This is the mail archive of the
libc-alpha@sourceware.org
mailing list for the glibc project.
Re: [RFC] Lock elision implementation guidelines
- From: Torvald Riegel <triegel at redhat dot com>
- To: vogt at linux dot vnet dot ibm dot com
- Cc: libc-alpha at sourceware dot org
- Date: Mon, 10 Jun 2013 20:49:19 +0200
- Subject: Re: [RFC] Lock elision implementation guidelines
- References: <1360527652 dot 3065 dot 11521 dot camel at triegel dot csb> <1370618459 dot 16968 dot 11300 dot camel at triegel dot csb> <20130610114346 dot GA1384 at linux dot vnet dot ibm dot com>
On Mon, 2013-06-10 at 13:43 +0200, Dominik Vogt wrote:
> > Focus on PNT, allow E
> >
> > Enable LE conservatively. Provide tuning knobs that are not part of the
> > ABI.
> > Pro: Hopefully little harm done by LE implementation deficiencies (need
> > to be conservative with semantics, but performance tuning doesn't need to
> > perfect right away).
> > Con: No stable way to tune LE until a later time.
>
>
> The attached program suffers from a massive performance loss
> caused by lock elision. It runs two threads; the first one has a
> repeated, big workload, while the second one just increases a
> counter repeatedly. Two mutexes are used.
>
> (The test was run on a zEC12 with the elision patches ported to z
> architecture.)
>
> thread 1:
> ---------
>
> for (...)
> lock A
> lock B
> increment a counter 1
> unlock A
> handle big workload
> increment counter 3
> unlock B
>
> thread 2:
> ---------
>
> forever
> lock A
> increment a counter 2
> lock B
unlock A, I assume
>
> (For completeness, there might be a third thread that runs at very
> low frequency, and uses lock B to query counter 3. That thread
> might not need to be very responsive. I.e. lock B is not
> superfluous.)
>
> In a real life test, the runtime of the program with elision is
> almost identical to the runtime without elision and just locks.

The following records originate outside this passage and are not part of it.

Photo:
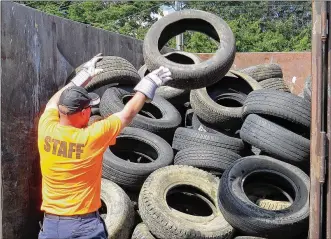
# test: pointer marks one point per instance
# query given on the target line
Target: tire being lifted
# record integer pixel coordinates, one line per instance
(196, 75)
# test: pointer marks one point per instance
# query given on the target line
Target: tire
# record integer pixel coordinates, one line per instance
(120, 214)
(206, 107)
(167, 223)
(180, 57)
(263, 71)
(276, 141)
(281, 105)
(275, 84)
(162, 118)
(188, 138)
(94, 118)
(249, 218)
(147, 146)
(213, 160)
(95, 111)
(115, 70)
(192, 76)
(141, 232)
(272, 205)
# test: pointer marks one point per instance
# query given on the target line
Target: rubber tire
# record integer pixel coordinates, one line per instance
(111, 102)
(197, 75)
(275, 84)
(141, 232)
(132, 175)
(213, 160)
(215, 114)
(281, 105)
(263, 71)
(272, 205)
(116, 70)
(187, 138)
(120, 213)
(94, 118)
(166, 223)
(276, 141)
(252, 220)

So, "big workload" executes for a long time (i.e., significantly longer
than one would need for trying to acquire a lock for a couple of times)?
> But in the same time I get 1247 million increments of counter 2
> without elision but just 660 million increments _with_ elision.
It's surprising that the difference is so large. If "big workload" runs
for most of the time in thread 1, A should be free most of the time.
Does anything else in "big workload" conflict with what thread 2 does?
Do you have any performance counter data for how often you can run
transactions successfully?
> The explanation for this is that because of lock collisions the
> mutex A is eventually switched to using a real lock instead of an
> elided lock. Thread 1 then elides lock B. From this point I'm
> not entirely sure what happens as I'm new to the nptl code.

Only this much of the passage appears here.